Random Forest – Best Practices for Presenting a Random Forest Model in a Publication

classificationmachine learningmicroarrayrrandom forest

I am using the random forest algorithm as a robust classifier of two groups in a microarray study with 1000s of features.

  • What is the best way to present the random forest so that there is enough information to make it
    reproducible in a paper?
  • Is there a plot method in R to actually plot the tree, if there are a small number of features?
  • Is the OOB estimate of error rate the best statistic to quote?

Best Answer

Regarding making it reproducible, the best way is to provide reproducible research (i.e. code and data) along with the paper.
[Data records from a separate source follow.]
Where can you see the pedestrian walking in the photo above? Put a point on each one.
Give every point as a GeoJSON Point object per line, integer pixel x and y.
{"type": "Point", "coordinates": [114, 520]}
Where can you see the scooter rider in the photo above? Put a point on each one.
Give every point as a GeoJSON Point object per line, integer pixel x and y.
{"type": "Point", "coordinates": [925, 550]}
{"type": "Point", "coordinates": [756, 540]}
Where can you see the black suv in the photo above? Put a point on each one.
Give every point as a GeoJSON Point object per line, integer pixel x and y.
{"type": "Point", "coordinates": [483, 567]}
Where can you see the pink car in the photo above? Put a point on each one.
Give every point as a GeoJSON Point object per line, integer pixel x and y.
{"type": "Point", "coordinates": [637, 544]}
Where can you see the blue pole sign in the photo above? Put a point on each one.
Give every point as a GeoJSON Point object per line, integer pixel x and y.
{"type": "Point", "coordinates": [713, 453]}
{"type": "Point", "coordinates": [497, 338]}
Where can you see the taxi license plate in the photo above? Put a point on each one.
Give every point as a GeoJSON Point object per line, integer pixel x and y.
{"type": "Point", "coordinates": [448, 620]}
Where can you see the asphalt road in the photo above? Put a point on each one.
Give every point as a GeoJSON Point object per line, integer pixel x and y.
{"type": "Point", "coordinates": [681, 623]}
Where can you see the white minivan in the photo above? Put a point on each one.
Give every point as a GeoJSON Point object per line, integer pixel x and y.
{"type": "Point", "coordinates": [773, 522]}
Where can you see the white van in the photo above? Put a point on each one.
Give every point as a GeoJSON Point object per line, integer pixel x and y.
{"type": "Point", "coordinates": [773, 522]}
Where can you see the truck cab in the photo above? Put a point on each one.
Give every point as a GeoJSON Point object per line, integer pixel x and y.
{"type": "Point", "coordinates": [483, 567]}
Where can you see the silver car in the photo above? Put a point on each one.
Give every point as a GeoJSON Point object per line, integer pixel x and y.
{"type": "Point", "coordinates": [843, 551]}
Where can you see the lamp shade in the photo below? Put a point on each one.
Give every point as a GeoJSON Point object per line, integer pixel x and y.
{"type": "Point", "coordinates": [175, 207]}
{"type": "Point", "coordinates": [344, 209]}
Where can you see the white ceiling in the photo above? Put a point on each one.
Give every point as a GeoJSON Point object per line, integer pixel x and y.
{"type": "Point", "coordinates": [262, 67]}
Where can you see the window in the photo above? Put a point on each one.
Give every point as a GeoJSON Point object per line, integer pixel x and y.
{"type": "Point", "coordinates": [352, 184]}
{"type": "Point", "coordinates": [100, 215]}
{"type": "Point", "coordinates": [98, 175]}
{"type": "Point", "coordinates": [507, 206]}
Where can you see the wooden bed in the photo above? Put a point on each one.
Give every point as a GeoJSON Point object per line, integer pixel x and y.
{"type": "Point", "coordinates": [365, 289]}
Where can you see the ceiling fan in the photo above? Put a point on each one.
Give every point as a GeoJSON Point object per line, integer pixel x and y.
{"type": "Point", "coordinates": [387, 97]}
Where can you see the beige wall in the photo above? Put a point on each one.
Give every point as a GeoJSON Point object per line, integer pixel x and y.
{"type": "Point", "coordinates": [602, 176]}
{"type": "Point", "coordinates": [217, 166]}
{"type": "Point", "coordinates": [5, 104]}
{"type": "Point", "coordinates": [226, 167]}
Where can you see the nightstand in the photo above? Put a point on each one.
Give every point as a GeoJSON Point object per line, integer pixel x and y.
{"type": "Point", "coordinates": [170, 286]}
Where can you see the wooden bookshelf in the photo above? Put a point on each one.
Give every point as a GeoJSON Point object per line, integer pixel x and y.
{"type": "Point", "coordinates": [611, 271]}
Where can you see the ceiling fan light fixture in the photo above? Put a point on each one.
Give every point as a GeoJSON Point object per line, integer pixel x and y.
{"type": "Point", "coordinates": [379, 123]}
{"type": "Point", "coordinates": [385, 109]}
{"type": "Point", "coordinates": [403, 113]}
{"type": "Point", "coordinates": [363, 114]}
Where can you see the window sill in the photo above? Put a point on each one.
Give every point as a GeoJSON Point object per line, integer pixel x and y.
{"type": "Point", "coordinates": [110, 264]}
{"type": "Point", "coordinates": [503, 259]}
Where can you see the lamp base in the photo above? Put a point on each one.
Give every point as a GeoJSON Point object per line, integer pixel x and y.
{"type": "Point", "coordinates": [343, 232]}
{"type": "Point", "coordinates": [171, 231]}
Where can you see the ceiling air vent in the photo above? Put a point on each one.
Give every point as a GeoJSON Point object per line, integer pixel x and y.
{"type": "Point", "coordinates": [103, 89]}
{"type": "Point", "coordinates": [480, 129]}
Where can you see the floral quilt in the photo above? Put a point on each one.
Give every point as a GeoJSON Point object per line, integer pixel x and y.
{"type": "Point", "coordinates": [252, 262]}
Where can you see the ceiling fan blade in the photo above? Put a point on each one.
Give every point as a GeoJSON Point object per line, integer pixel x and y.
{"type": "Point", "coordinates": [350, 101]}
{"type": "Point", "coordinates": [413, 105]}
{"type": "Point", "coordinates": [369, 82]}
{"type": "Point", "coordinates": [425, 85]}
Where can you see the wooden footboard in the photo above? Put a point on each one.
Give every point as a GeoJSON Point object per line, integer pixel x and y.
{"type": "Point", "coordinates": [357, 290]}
Make it available on your website, or on a hosting site (like github).

Regarding visualization, Leo Breiman has done some interesting work on this (see his homepage, in particular the section on graphics).

But if you're using R, then the randomForest package has some useful functions:

data(mtcars)
mtcars.rf <- randomForest(mpg ~ ., data=mtcars, ntree=1000, keep.forest=FALSE,
                           importance=TRUE)
plot(mtcars.rf, log="y")
varImpPlot(mtcars.rf)

And

set.seed(1)
data(iris)
iris.rf <- randomForest(Species ~ ., iris, proximity=TRUE,
                        keep.forest=FALSE)
MDSplot(iris.rf, iris$Species)

I'm not aware of a simple way to actually plot a tree, but you can use the getTree function to retrieve the tree and plot that separately.

getTree(randomForest(iris[,-5], iris[,5], ntree=10), 3, labelVar=TRUE)

The Strobl/Zeileis presentation on "Why and how to use random forest variable importance measures (and how you shouldn’t)" has examples of trees which must have been produced in this way. This blog post on tree models has some nice examples of CART tree plots which you can use for example.

As @chl commented, a single tree isn't especially meaningful in this context, so short of using it to explain what a random forest is, I wouldn't include this in a paper.